Trinucleotide repeat expansion in neurological disease

Expansion of trincleotide repeats is now recognized as a major cause of neurological disease. At least seven disorders result from trinucleotide repeat expansion: X‐linked spinal and bulbar muscular atrophy (SBMA), two fragile×syndromes of mental retardation (FRAXA and FRAXE), myotonic dystrophy, Huntington's disease, spinocerebellar ataxia type 1 (SCA1), and dentatorubral‐pallidoluysian atrophy (DRPLA).

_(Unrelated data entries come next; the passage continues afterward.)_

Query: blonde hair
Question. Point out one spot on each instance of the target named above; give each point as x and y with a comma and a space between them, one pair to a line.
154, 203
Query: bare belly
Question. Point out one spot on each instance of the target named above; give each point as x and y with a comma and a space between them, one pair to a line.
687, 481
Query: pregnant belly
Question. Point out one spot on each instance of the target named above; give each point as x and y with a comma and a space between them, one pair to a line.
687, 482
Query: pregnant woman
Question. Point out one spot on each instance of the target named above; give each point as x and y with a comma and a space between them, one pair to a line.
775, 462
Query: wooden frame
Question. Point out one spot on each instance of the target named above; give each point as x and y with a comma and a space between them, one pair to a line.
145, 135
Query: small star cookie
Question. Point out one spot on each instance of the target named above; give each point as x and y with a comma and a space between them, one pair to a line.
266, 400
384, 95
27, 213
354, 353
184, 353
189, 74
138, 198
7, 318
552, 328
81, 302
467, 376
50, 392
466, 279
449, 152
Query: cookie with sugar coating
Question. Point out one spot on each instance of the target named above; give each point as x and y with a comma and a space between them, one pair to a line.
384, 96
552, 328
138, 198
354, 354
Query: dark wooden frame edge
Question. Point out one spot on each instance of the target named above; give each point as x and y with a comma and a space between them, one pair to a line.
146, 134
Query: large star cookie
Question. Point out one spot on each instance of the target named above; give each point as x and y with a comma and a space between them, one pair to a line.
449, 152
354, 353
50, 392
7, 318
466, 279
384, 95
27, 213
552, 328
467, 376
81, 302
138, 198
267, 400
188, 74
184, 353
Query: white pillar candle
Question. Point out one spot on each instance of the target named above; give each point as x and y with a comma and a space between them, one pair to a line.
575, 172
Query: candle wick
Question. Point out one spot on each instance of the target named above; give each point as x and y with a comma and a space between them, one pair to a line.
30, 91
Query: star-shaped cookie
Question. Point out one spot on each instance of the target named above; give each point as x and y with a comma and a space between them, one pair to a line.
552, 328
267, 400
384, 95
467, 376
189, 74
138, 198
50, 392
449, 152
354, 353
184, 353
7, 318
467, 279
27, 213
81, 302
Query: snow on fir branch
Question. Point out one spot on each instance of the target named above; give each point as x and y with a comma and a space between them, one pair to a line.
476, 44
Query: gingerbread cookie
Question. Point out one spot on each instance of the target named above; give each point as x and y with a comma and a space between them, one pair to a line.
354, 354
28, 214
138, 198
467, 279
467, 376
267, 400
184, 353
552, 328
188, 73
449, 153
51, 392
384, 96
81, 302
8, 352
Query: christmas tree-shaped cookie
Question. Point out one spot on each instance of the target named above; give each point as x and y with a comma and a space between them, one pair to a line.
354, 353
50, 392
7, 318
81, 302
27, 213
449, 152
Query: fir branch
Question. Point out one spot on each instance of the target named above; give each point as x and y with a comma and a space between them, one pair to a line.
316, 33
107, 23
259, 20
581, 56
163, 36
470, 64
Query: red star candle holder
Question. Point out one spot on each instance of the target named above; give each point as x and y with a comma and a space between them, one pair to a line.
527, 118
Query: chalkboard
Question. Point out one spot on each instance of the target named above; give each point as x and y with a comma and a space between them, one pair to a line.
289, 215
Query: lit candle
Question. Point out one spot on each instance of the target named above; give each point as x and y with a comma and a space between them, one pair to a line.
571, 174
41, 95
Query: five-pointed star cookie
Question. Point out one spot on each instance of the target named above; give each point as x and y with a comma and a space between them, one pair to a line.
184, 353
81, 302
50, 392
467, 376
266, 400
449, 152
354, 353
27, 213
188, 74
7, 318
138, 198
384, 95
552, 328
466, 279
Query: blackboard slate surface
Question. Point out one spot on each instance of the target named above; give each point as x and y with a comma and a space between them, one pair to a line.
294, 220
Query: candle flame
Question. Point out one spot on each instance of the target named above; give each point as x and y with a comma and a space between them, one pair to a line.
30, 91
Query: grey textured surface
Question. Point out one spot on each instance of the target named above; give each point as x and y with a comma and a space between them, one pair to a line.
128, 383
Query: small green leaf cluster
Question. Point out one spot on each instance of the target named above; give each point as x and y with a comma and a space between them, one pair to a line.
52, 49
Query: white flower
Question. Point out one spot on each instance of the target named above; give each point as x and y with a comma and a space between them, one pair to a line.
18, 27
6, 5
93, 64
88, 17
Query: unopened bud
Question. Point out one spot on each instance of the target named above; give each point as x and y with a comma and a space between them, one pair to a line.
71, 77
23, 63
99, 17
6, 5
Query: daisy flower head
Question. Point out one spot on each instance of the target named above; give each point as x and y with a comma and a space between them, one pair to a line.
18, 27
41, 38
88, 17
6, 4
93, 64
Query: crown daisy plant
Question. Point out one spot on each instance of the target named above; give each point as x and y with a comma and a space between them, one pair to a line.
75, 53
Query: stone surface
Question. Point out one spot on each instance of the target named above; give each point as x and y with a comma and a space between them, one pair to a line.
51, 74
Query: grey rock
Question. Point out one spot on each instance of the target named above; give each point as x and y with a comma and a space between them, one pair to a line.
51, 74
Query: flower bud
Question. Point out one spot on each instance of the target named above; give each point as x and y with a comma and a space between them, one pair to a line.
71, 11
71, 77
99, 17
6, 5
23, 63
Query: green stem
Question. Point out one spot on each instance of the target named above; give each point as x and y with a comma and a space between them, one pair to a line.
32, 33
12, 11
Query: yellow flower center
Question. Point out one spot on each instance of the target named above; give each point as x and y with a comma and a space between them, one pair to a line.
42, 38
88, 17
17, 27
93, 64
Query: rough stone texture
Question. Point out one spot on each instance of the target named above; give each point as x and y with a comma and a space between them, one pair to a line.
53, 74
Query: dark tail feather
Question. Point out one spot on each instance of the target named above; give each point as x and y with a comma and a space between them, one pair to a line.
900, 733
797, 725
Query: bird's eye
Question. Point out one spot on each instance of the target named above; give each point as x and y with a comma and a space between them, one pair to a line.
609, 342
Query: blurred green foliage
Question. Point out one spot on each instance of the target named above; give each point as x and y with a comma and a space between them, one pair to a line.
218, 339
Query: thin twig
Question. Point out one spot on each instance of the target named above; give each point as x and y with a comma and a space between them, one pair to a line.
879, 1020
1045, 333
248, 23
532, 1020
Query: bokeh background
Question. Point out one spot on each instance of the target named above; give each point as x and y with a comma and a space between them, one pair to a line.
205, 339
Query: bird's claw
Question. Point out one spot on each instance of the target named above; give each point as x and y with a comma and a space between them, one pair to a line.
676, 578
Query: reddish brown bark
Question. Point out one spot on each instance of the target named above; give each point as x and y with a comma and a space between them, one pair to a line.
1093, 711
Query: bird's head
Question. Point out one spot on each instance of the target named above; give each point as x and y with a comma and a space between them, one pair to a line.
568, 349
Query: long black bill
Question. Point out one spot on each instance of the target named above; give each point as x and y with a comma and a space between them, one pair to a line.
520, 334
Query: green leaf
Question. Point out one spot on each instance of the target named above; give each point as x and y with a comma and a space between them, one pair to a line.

The expanded trinucleotide repeats are unstable, and the phenomenon of anticipation, i.e., worsening of disease phenotype over successive generations, correlates with increasing expansion size. In this review, we compare the clinical and molecular features of the trinucleotide repeat diseases, which may be classified into two types. Fragile×and myotonic dystrophy are multisystem disorders usually associated with large expansions of untranslated repeats, while the four neurodegenerative disorders, SBMA, Huntington's disease, SCA1, and DRPLA, are caused by smaller expansions of CAG repeats within the protein coding portion of the gene. CAG repeats encode polyglutamine tracts. Polyglutamine tract expansion thus appears to be a common mechanism of inherited neurodegenerative disease. Although polyglutamine tract lenghthening presumably has a toxic gain of function effect in the CAG trinucleotide repeat disorders, the basis of this neuronal toxicity remains unknown.